Na manhã de sexta-feira, 4 de setembro, a Delegacia Especial de Repressão aos Crimes Cibernéticos (DRCC) e a Polícia Civil do Distrito Federal (PCDF) deflagraram a O peração Gaeco, com o objetivo de desarticular uma organização criminosa especializada em fraudes do falso gerente bancário, que operava por meio de engenharia social para induzir vítimas a acessar páginas eletrônicas fraudulentas e transferir recursos indevidamente.
Contexto Estrutural e Dinâmica do Esquema Fraudulento
As investigações da DRCC revelaram que a quadrilha possuía uma estrutura hierarquizada, na qual os chamados "tripeiros" eram responsáveis pelo recrutamento e gerenciamento de contas bancárias utilizadas para recebimento dos valores ilícitos, sob regras preestabelecidas que definiam percentuais de remuneração e orientavam a transferência ou saque imediato dos recursos, dificultando o bloqueio e o rastreamento pelo sistema financeiro.

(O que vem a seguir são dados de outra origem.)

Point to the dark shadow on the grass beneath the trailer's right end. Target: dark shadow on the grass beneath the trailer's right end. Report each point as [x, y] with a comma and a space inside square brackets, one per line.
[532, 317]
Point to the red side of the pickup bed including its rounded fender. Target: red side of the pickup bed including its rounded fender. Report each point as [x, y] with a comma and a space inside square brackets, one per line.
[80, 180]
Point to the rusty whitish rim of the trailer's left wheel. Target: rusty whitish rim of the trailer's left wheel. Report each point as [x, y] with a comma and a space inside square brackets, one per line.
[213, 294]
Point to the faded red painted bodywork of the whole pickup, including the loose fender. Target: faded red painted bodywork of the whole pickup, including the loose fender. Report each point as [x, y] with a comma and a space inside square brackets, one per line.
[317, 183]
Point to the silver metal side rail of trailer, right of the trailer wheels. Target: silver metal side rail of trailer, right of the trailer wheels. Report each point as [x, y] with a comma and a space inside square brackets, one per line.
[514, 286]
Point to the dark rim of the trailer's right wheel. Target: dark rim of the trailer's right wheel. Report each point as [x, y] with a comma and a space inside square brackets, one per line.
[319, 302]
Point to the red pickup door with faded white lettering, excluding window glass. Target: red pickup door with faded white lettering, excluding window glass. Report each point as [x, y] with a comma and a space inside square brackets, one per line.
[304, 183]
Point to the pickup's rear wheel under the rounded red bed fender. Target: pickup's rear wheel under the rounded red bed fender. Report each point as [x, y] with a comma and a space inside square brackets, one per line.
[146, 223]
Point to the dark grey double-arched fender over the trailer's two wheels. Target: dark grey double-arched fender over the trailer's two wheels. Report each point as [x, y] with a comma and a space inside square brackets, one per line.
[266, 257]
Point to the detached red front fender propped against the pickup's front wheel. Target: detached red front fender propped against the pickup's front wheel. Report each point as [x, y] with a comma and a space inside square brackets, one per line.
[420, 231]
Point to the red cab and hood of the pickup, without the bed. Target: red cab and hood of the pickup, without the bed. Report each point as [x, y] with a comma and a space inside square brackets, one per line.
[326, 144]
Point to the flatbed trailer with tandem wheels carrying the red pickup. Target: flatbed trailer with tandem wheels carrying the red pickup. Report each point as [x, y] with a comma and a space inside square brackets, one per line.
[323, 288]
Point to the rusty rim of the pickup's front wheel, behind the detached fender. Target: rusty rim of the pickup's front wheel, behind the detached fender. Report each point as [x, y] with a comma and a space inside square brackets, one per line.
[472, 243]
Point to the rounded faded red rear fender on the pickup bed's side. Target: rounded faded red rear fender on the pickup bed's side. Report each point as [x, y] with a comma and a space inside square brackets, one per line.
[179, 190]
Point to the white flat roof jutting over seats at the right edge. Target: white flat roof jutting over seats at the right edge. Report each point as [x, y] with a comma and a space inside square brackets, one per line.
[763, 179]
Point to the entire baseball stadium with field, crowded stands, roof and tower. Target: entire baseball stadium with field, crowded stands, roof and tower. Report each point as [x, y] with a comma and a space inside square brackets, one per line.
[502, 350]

Segundo o delegado Pedro Sardá, da DRCC, o grupo aproveitou da pandemia para aplicar golpes na Desenvolve SP, simulando atendimentos legítimos de instituições bancárias por meio de técnicas de engenharia social, convencendo as vítimas a acessar páginas falsas que imitavam o ambiente do banco e obterem dados sensíveis para execução das transferências fraudulentas.

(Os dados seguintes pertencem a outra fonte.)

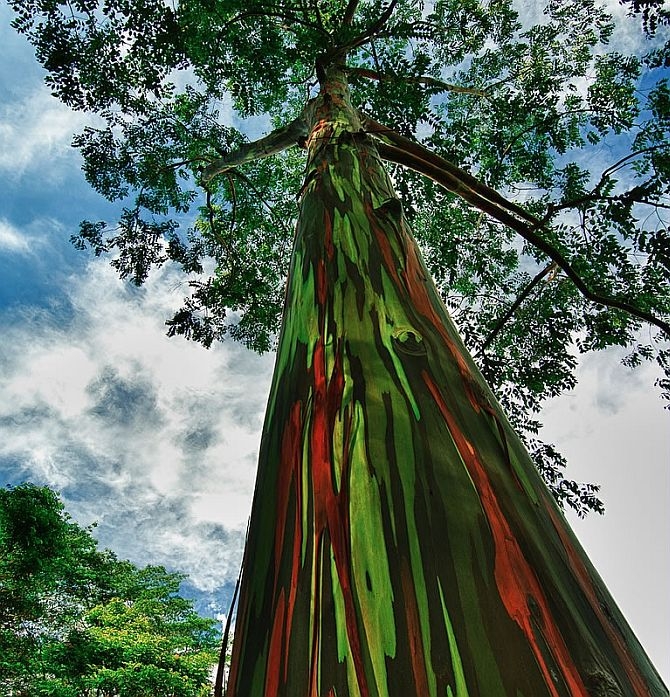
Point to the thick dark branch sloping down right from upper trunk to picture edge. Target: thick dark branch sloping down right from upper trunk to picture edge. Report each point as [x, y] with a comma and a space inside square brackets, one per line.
[396, 148]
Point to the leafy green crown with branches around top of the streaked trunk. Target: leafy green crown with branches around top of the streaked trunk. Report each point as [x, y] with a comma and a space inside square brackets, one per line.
[532, 161]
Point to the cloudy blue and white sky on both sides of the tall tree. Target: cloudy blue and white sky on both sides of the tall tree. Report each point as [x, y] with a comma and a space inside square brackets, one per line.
[156, 438]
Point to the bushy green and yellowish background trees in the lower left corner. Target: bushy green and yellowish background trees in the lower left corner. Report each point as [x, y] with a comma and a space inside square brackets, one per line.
[76, 621]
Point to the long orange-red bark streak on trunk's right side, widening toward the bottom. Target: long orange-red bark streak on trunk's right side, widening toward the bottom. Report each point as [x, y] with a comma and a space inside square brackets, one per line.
[514, 576]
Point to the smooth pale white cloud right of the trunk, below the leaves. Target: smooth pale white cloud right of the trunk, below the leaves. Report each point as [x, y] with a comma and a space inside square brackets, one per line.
[613, 430]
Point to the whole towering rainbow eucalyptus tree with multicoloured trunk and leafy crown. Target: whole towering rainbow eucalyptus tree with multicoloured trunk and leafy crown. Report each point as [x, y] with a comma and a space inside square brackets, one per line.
[418, 157]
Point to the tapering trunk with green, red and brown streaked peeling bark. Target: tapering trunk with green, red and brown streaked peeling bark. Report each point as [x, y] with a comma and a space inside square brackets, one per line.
[401, 542]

As penas somadas pelos crimes de estelionato eletrônico, organização criminosa e lavagem de dinheiro podem chegar a 26 anos de prisão.
Repercussão Institucional e Desdobramentos Futuro
O delegado Sardá destacou que as consequências do crime ultrapassam o âmbito patrimonial, atingindo o emocional das vítimas com abalos psicológicos profundos, vergonha e sensação de impotência diante do engano perpetrado em poucos minutos.
As autoridades sinalizam que os investigados responderão em libreta pela prática delitiva, com medidas cautelares já implementadas, enquanto a PCDF segue com diligências para identificar eventuais beneficiários finais e eventuais vínculos institucionais ao esquema fraudulento.